The FCC form asks what is needed. The answer? Funds from the spectrum auction as made possible by this conversion to DTV, said funds to be applied to equipment that may be needed, especially by stations in financial distress. Dumpster diving may result in an 8VSB signal, but the result will be less than ideal.[281]

The document then goes on to cite a local newspaper article[281] explaining that a storm and 100 mph winds had knocked out power in the area, taking K22HN dark. Effectively, KYES-DT files its FCC digital television status reports by candlelight.

Fireweed Communications LLC has now requested FCC authorization to operate KYES-DT post transition from multiple transmitter sites. The existing UHF 22 DTV facility would continue operation and multiple transmitters would rebroadcast the signal onto the former analog channel (5) using existing KYES low-power television facilities.

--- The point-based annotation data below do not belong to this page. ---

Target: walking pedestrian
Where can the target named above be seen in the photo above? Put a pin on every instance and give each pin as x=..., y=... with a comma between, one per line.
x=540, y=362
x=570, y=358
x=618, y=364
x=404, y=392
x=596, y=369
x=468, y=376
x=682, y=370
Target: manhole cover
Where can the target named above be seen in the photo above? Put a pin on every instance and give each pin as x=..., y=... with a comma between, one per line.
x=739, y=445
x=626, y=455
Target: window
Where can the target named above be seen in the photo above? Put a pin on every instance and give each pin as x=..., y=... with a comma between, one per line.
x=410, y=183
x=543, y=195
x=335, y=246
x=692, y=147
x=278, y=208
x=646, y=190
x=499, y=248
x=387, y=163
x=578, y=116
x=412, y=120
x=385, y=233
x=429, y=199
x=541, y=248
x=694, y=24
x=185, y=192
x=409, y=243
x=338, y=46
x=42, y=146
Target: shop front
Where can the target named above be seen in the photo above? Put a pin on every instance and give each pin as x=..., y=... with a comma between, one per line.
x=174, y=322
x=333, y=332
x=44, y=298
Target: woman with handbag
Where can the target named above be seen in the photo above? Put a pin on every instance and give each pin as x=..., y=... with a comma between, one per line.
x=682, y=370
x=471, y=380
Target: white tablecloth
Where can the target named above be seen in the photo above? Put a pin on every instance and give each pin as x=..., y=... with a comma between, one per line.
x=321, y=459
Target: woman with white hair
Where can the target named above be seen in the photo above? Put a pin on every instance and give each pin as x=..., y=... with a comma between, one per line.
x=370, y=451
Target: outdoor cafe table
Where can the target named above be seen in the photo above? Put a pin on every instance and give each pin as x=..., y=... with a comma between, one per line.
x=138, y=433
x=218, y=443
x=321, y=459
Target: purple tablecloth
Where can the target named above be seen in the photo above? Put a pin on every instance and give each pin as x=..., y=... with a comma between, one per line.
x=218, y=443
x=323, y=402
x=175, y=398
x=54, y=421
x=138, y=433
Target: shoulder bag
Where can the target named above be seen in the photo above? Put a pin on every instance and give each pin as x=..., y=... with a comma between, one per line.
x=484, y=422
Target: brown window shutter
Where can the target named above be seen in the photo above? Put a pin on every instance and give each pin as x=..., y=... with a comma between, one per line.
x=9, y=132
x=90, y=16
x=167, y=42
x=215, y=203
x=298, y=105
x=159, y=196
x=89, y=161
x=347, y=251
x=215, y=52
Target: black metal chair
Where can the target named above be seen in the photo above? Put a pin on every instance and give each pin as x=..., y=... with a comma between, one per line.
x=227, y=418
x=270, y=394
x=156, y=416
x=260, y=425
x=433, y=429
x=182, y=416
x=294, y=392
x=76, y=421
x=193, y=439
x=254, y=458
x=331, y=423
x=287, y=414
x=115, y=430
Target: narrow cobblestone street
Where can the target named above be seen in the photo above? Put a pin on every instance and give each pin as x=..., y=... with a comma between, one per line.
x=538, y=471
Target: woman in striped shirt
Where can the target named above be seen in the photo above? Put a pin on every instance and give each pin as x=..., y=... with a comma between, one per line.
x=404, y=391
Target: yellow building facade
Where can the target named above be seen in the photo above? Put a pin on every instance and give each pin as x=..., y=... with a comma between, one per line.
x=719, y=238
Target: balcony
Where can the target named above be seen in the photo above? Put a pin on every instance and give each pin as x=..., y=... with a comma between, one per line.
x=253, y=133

While the cash-strapped station expects this will allow rapid and less costly construction and provide replication of analog service, this technically is not a request for a DTx (distributed transmission system). The transmitters may not be synchronized and therefore could interfere with each other in certain narrow geographical areas. The affected locations are all currently unpopulated.[281]

Digital channels

The station's digital channel is multiplexed:

ChannelVideoAspectPSIP Short NameProgramming[281]
5.11080i16:9My-TV5Main KYES-TV programming / MyNetworkTV
5.2480i4:3UWTVAntenna TV
5.3This-TVThis TV

Since 2016, KYES airs programming in high definition.[281]

Analog-to-digital conversion

KYES-TV shut down its analog signal, over VHF channel 5, on June 13, 2009, one day later. The station's digital signal relocated from its pre-transition VHF channel 6 to channel 5.[281]